Difference Grouping and Test Suite Evaluation: Lessons from Automated Differential Testing for Adobe Analytics
Arguably the most important measure of software quality in industry is the ability to acquire and retain customers. At Adobe we have learned that a good indicator of our future ability to retain customers is the number of customer reported regression bugs. To keep this number low we have found that the best testing approach is differential testing (DT). One of the greatest challenges for DT is how to handle the large number of differences that are often discovered. DT can only tell you if behavior has changed but cannot tell you if those changes are acceptable. Traditionally, a large manual effort is required to inspect each difference to determine the quality of the code change(s). This is very time consuming and severely limits the volume of testing that can be completed thus reducing adoption of this powerful testing technique.

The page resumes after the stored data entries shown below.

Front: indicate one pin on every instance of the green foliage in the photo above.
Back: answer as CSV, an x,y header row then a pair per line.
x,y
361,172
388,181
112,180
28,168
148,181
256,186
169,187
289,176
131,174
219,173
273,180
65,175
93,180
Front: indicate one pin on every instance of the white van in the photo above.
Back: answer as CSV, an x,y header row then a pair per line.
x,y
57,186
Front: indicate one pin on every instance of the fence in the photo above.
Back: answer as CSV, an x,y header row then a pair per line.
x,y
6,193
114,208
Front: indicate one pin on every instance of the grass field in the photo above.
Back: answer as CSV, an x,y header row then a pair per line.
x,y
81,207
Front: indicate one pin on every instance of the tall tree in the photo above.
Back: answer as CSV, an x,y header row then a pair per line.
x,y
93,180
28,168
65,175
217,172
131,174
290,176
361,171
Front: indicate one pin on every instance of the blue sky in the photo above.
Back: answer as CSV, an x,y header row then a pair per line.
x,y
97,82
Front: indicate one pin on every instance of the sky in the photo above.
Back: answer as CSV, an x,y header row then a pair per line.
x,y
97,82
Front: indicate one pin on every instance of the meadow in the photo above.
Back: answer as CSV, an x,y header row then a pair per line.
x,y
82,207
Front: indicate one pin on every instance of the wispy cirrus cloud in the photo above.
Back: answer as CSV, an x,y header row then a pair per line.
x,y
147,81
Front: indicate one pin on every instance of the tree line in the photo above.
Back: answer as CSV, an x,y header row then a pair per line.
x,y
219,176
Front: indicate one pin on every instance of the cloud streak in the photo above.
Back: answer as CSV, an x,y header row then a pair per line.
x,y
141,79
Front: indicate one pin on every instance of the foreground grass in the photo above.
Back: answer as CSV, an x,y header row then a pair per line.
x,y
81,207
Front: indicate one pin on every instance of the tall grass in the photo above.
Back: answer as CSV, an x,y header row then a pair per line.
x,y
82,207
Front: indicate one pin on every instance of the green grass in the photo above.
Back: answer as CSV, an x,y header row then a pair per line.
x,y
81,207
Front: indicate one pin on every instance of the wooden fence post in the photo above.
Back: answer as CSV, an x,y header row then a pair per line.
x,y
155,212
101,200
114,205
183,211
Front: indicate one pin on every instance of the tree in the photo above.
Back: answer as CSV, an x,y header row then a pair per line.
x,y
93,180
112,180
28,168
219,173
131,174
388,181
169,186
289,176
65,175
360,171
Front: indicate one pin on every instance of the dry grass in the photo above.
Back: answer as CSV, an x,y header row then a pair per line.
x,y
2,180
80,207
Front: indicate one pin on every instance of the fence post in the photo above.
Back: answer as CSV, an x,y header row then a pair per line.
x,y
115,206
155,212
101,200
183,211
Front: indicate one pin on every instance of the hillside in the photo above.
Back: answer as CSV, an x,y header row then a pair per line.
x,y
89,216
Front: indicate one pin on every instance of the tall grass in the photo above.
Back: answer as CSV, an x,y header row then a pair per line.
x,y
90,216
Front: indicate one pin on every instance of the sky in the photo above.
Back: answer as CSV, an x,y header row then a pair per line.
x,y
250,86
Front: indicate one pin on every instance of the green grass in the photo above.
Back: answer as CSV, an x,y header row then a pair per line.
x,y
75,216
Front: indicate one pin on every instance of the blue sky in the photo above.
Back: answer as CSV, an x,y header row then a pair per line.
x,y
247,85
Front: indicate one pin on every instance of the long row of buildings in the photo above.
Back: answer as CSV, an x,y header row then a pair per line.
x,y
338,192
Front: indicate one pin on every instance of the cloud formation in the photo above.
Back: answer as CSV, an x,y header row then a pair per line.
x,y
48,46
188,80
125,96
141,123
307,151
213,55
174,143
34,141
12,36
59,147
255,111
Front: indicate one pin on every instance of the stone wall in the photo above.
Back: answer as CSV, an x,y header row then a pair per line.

One approach used at Adobe to solve this problem is the use of association rule mining to collect similar differences into unique groups.

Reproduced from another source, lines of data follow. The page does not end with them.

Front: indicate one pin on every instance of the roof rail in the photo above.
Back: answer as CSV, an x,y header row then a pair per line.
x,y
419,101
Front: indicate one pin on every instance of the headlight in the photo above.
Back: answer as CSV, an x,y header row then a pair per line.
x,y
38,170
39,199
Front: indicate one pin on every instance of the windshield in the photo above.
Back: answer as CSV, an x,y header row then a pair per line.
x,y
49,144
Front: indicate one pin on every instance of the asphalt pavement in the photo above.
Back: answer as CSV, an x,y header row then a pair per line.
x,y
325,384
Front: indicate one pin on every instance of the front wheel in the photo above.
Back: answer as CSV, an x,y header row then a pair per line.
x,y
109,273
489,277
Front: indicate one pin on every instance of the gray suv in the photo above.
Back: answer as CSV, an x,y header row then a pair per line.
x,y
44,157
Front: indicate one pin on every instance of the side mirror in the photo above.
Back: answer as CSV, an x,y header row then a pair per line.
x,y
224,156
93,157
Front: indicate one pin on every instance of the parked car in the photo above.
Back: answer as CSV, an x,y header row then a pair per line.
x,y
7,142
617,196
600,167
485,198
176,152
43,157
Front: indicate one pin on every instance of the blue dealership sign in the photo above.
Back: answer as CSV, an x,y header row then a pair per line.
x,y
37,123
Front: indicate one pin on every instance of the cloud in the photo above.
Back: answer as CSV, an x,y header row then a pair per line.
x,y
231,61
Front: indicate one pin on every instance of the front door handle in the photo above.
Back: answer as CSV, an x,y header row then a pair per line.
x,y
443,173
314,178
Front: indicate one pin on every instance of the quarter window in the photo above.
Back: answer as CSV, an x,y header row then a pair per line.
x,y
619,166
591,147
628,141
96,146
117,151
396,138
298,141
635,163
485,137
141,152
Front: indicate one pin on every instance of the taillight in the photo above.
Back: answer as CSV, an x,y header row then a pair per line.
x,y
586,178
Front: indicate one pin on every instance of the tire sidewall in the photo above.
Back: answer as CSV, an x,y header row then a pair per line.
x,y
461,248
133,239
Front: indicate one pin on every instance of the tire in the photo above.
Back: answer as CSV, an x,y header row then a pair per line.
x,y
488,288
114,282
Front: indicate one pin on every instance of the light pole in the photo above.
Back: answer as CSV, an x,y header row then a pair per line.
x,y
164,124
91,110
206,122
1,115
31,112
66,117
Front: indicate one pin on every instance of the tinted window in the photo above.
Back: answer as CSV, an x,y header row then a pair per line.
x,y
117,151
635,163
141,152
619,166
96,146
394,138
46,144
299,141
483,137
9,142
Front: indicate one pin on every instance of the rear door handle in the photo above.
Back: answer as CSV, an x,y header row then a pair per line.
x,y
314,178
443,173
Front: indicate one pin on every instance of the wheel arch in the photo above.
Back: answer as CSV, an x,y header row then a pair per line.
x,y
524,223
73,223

Grouping accomplishes two important tasks: 1. A great reduction in the number of differences that must be examined manually and 2. A simple and practical method of test suite evaluation. By grouping the differences and then analyzing those groups we can tell how effective the test suite has been in exercising all code paths. If code changes are expected to create differences, and we fail to find groups that reflect these expected differences, then we know that our test suite is incomplete and needs attention.